Congress can lead on both war and peace

After the war scare with Iran, lawmakers can show more leadership in directing a president on war powers.

AP
Sen. Lindsey Graham, right, speaks with fellow Republican Sen. Mike Lee after a briefing on Iran by administration officials Jan. 9.

In a rare case of unity Wednesday, lawmakers on Capitol Hill welcomed President Donald Trump’s decision not to retaliate against Iran for its missile strikes on U.S. forces. Both Democrats and Republicans welcomed his restraint and the pause for peace after five tense days following the U.S. killing of Maj. Gen. Qassem Soleimani, the head of Iran’s elite Qods Force.

Lawmakers also welcomed Mr. Trump’s call for European allies to join in negotiating “a deal with Iran that makes the world a safer and more peaceful place.”

On matters of peace, members of Congress find it easy to achieve consensus with shared reason and wisdom.

On preventing or encouraging a president’s ability to take military action, however, those qualities of leadership are too often missing – no matter who is president.

On Thursday, in yet another attempt to control the powers of the commander in chief, the House planned to vote to block military action against Iran unless Congress authorized it. In the Senate, a similar bill stands a chance of passing. Yet as in past years, both chambers probably lack a supermajority to override an expected presidential veto.

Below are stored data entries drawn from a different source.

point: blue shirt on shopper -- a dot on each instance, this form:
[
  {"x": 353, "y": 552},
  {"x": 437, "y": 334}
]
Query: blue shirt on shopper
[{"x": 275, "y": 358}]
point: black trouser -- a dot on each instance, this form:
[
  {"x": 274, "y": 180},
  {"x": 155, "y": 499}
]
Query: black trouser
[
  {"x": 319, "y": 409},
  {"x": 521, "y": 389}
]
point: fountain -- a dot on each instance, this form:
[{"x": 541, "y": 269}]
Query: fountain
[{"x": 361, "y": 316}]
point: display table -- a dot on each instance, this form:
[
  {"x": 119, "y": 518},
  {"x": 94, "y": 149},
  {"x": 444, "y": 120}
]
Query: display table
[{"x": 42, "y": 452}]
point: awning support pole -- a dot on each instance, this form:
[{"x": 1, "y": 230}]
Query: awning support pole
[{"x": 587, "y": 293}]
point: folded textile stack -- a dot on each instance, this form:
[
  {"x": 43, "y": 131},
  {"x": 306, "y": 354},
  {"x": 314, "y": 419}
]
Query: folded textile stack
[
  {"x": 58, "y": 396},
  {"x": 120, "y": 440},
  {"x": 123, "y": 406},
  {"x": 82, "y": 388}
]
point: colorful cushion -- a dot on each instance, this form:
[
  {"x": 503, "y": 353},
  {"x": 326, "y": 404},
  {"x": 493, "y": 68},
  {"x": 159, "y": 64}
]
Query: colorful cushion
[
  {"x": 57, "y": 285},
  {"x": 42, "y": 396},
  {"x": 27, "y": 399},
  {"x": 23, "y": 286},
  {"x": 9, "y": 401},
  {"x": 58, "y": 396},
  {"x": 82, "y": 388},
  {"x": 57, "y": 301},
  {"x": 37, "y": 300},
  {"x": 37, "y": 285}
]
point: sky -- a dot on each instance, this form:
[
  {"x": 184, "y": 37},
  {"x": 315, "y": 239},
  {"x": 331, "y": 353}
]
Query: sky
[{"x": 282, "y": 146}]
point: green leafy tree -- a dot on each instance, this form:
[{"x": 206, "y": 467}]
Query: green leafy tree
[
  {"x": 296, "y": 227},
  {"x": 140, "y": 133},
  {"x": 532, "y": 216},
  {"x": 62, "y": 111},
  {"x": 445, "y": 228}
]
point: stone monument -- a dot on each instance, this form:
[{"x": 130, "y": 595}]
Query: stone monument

For more than 70 years, Congress has steadily ceded war-making powers to the chief executive, partly because new types of weapons demand quick decisions and partly to avoid blame for a conflict that goes badly. Yet after the latest close encounter with Iran, it is time for Congress to finally set aside partisanship and assert its constitutional responsibility on issues of war. This requires leadership in order to achieve what James Madison called “the cool and deliberate sense of the community.”

The bipartisan praise for Mr. Trump’s restraint on Iran should now be mirrored in giving him definitive direction on how and when to use force against Iran to counter its aggression in the Middle East. For the world’s sake, the prospects for peace in the Mideast depend on the quality of deliberation in Washington. To rephrase a British prime minister, jaw-jaw can prevent war-war.